Mask clip: This displays the filename of the mask clip when loaded.
Frame range: This displays the first and last frame of the mask source material.
Offset: Shift the source material forwards or backwards by a specified number of frames.
Channel: Specify which image channel is used to create the mask from the source material. Options are Red, Green, Blue and Alpha to select one image channel, or Luminance to calculate pixel luminance.
Hold: When enabled, frames outside of the original source material range will be clamped, so the first and/or last frames of the source material will be held. When disabled, frame outside the original range will not display any mask.
Invert: Invert the mask in the clip.
Threshold: This specifies the pixel threshold (measured as a 8-bit value in the range 0..255) which is used to convert a grey-scale image into a binary mask.
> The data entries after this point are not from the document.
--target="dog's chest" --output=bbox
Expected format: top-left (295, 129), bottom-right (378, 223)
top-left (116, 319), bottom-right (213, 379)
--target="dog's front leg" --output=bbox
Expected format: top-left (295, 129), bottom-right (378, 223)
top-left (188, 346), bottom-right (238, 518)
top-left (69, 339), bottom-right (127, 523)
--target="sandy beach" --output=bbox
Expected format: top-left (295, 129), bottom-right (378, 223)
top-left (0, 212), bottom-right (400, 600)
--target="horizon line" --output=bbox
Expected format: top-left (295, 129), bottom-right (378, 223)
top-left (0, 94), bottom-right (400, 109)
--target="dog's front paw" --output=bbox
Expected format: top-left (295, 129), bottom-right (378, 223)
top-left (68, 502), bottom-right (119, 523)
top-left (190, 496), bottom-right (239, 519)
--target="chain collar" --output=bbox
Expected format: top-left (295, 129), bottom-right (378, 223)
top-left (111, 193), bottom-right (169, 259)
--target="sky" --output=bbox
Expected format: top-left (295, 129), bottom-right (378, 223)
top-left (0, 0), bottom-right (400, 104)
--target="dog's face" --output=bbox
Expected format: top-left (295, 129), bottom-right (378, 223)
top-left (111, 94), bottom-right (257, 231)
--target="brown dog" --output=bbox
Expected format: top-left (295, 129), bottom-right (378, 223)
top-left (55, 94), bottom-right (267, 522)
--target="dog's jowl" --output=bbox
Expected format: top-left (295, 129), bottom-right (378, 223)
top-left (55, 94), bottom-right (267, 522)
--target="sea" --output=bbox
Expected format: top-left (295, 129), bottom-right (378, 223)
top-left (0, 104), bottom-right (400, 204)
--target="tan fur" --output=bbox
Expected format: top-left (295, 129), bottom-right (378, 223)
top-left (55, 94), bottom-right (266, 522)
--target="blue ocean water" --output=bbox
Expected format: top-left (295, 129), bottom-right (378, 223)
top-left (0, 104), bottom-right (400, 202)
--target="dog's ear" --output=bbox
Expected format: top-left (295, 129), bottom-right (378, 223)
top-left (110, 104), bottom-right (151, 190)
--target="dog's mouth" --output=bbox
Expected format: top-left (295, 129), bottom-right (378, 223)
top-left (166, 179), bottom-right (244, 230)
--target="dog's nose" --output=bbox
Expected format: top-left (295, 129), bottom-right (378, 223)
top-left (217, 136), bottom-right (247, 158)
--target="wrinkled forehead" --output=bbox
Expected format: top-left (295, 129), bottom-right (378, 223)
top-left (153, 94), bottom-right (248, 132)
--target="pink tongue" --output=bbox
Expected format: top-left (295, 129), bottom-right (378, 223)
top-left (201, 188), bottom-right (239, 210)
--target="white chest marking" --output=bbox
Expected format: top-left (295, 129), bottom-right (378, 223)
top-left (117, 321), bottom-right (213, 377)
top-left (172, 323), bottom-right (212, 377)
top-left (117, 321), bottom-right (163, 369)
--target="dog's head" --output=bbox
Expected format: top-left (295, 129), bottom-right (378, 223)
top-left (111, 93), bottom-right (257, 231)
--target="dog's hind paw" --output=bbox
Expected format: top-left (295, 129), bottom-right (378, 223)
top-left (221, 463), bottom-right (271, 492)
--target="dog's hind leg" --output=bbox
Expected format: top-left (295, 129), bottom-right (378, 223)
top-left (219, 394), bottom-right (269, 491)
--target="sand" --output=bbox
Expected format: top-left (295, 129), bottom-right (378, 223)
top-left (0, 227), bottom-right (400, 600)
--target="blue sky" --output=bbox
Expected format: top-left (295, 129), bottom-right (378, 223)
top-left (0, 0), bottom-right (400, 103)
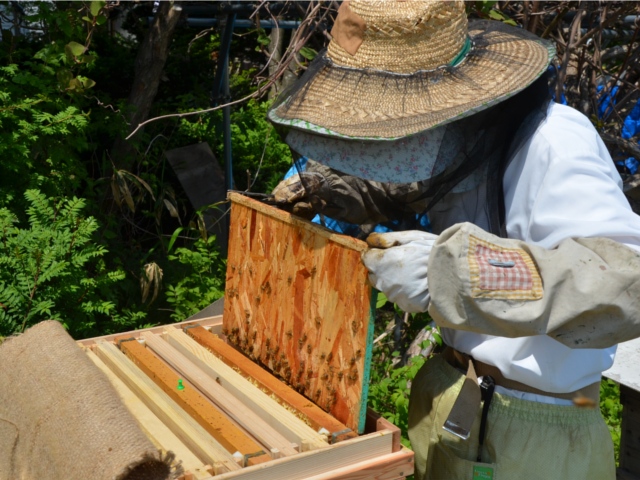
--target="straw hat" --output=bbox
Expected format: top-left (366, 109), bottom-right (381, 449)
top-left (269, 0), bottom-right (555, 140)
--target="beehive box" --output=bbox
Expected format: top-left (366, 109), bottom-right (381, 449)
top-left (78, 317), bottom-right (413, 480)
top-left (79, 194), bottom-right (413, 480)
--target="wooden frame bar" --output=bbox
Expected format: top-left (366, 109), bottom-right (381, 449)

Pixel values less than the threshold are set to be transparent, and values greater are set to be opaque.
Erode/dilate: Erode or dilate the mask. Positive values will dilate the mask, whilst negative values will erode.
The Spherical Viewer panel can be used to examine the panorama from any viewpoint:
Clicking any of the buttons on the right of the viewer will snap to a camera view in the corresponding direction.
Click and drag with the left mouse button to rotate the camera.
Cick and drag with the middle mouse button to zoom the camera.
The mouse scroll wheel can also be used to zoom in and out.